Sometimes we do better than we thought we were going to do. Usually, it is because we worked super hard on something. Oftentimes with imposter syndrome, you can start to doubt your own capabilities– even if you have already proven yourself. When you succeed at something, be proud of yourself. Take time to acknowledge the hard work that went into your work. Do not try to explain away that A+ or the compliment your professor gave you regarding your term paper. 

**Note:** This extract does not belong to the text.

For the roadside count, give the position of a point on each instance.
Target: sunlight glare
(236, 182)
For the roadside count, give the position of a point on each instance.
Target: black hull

Accept other people’s success

This is a hard one. The truth is, when you have imposter syndrome, seeing others’ success can be hard. It can make you feel worse about yourself. At an institution like this, you are bound to run into some amazing peers who have some amazing accomplishments under their belts. The sense of competition can be exacerbated tenfold. Instead of beating yourself up about others’ success, be inspired by it. Of course, that is easier said than done, even for people not struggling with imposter syndrome. All I can say is that this becomes easier when you cease measuring your success up against others. 

Accept the beauty of your own unique journey

We all are unique. Naturally, our walks of life would be varied too. This is beautiful. No matter where we came from (state, country, type of neighborhood, etc.), we each were strategically picked by admissions to fulfill a certain aspect of which they felt the college was missing. Together, we make up the student body, a colorful myriad of experiences and backgrounds that, when fit together, form a beautiful mosaic. It is easy to feel like you do not quite fit the mold. Maybe you are a first-generation student. Maybe you are a legacy. Whatever it is, you belong here. 


Amana Hill

Dartmouth '23

Amana Hill is a student at Dartmouth College. She majors in government, as well as minors in Chinese culture and language. As an aspiring storyteller, she enjoys writing, reading, and discovering cinematic masterpieces from the comfort of her bedroom.